I (like many on HN I'm sure) have been continually pestered by management to use AI like it's some cure for polio. They just want to tell their VP that "my team is accelerating its use of AI!" so that the VP can pass that up the food chain. Same with when we started to migrate (unnecessarily imho) to the cloud. Just another checkbox and an attaboy from senior management.
There's really not much of a place for AI in my work. We're not cutting edge, we're just a large, safe business protected by a regulatory moat. We don't want to be on the cutting edge, since the bleeding is bad for profits and reputation. But the incentives our IT execs operate under is all about resume/credential building and moving on to bigger things. Our C level officers are not even slightly technical, so they defer to the CIO. Nothing new at all in this company, it's a story told a thousand times.
So I was just very curious how it would be to approach vibe coding as if I was my VP. You don't know what you don't know, right? And the ease at creating a simple app that would be beyond 99% of the people in my company gives way too much confidence. And with misplaced confidence comes poor decision-making.
I can see where someone who currently is an Excel jockey would benefit from some of this stuff. As long as they can compare and test the outputs. But the danger from false confidence has to be an institutional risk that's being ignored.
> And the ease at creating a simple app that would be beyond 99% of the people in my company gives way too much confidence. And with misplaced confidence comes poor decision-making.

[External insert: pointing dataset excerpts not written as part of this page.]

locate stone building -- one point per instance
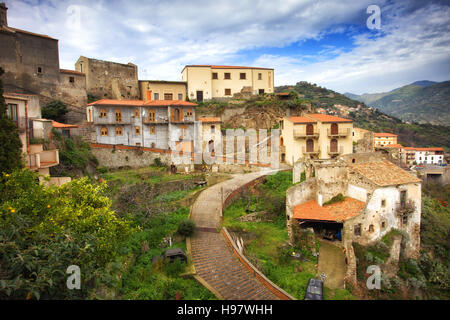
(109, 80)
(315, 136)
(162, 90)
(31, 64)
(206, 82)
(379, 197)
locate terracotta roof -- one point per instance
(327, 118)
(210, 119)
(424, 149)
(397, 145)
(338, 211)
(301, 120)
(383, 173)
(72, 72)
(62, 125)
(384, 134)
(139, 103)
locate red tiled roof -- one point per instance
(383, 173)
(384, 134)
(301, 120)
(327, 118)
(72, 72)
(338, 211)
(210, 119)
(62, 125)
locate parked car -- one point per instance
(314, 291)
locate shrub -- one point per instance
(186, 228)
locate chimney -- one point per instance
(3, 20)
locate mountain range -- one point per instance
(421, 101)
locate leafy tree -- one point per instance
(10, 144)
(47, 229)
(55, 110)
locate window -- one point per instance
(119, 131)
(12, 112)
(357, 229)
(118, 115)
(151, 115)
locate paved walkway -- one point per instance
(213, 258)
(332, 264)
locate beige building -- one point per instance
(206, 82)
(315, 136)
(162, 90)
(382, 139)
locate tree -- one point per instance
(55, 110)
(10, 144)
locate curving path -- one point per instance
(213, 258)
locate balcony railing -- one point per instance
(339, 133)
(315, 150)
(299, 134)
(339, 150)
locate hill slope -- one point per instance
(422, 101)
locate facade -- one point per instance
(378, 197)
(109, 80)
(315, 136)
(161, 124)
(424, 155)
(162, 90)
(206, 82)
(382, 139)
(25, 111)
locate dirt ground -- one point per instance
(332, 264)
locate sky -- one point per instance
(327, 42)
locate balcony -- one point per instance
(298, 134)
(315, 150)
(339, 133)
(38, 158)
(335, 151)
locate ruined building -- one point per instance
(109, 80)
(31, 64)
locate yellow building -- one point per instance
(382, 139)
(206, 82)
(315, 136)
(162, 90)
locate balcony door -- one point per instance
(334, 128)
(333, 145)
(309, 145)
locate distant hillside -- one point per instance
(422, 101)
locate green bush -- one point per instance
(186, 228)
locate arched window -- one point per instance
(104, 131)
(119, 131)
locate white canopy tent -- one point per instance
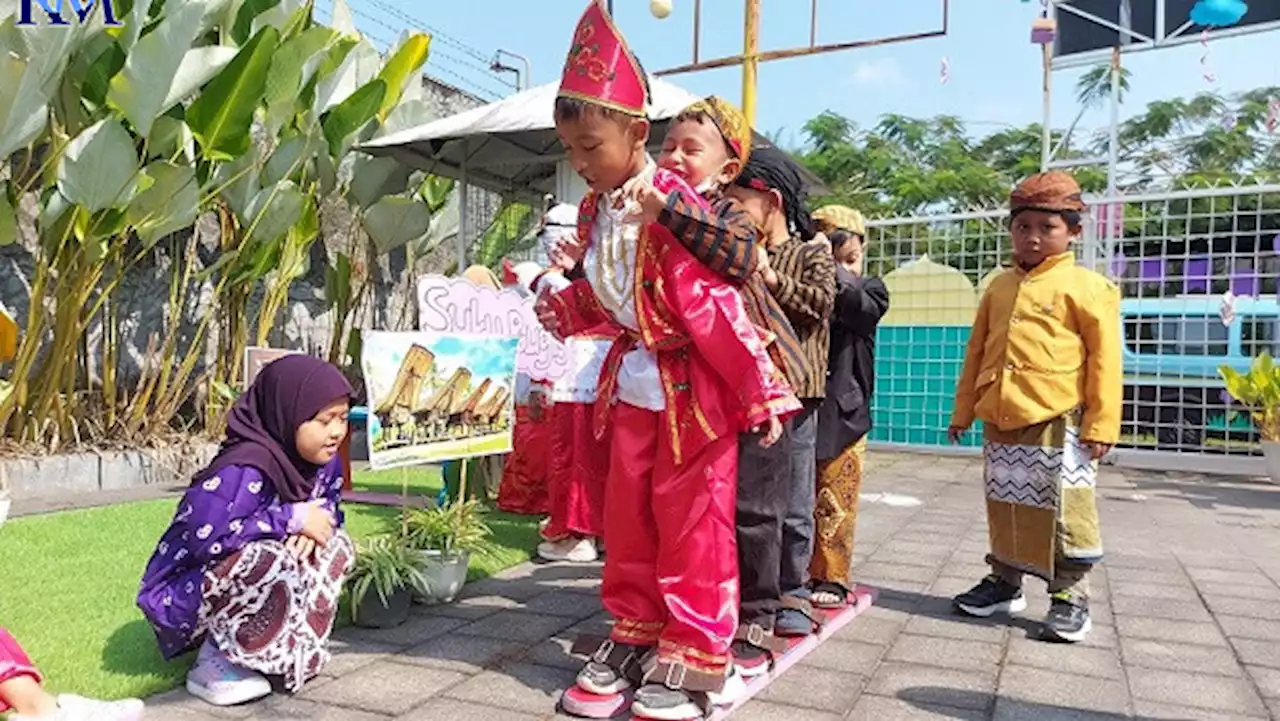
(510, 147)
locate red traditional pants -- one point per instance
(576, 471)
(524, 477)
(671, 570)
(13, 664)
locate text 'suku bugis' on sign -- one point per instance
(64, 13)
(455, 305)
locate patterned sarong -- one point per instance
(1041, 496)
(270, 612)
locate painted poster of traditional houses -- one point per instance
(435, 396)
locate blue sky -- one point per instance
(995, 69)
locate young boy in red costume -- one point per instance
(576, 462)
(685, 375)
(708, 145)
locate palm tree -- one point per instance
(1095, 86)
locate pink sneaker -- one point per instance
(215, 680)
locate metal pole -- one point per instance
(750, 59)
(464, 211)
(1046, 117)
(1114, 141)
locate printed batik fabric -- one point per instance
(1041, 487)
(272, 612)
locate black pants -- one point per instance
(801, 488)
(763, 492)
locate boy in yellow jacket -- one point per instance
(1043, 374)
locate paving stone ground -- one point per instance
(1185, 608)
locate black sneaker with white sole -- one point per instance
(992, 596)
(1068, 620)
(662, 703)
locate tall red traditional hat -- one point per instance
(600, 68)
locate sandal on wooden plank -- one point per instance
(798, 617)
(830, 589)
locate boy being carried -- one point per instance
(686, 373)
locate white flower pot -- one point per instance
(1271, 451)
(446, 575)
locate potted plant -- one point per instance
(446, 535)
(1260, 391)
(392, 570)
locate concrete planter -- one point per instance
(446, 576)
(1271, 451)
(33, 478)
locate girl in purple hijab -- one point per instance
(252, 564)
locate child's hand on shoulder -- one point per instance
(547, 314)
(650, 199)
(319, 523)
(772, 430)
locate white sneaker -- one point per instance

I 100% agree. I heard via a CTO I've worked with before that a stakeholder in the company had come to him with a mock frontend that looked beautiful, it even had bits of interactivity where it could be used as if it was real. He asked them who made it, because it was very nice; they said "I made it!" (Claude made it). Now the plan for the next product is to shove it into a server format so that it can be used with a vibecoded frontend where the stakeholder is now responsible.
Honestly, I think the above situation is as good as it can get with these stakeholder hallucinations; ultimately the web frontend is likely to buckle under the pressure of having almost zero technical backing behind its creation, it'll perform badly with even the most basic of things and a real one will likely be created instead. The key is that the person having the LLM psychosis is the one that is responsible, so when things fail it's their fault.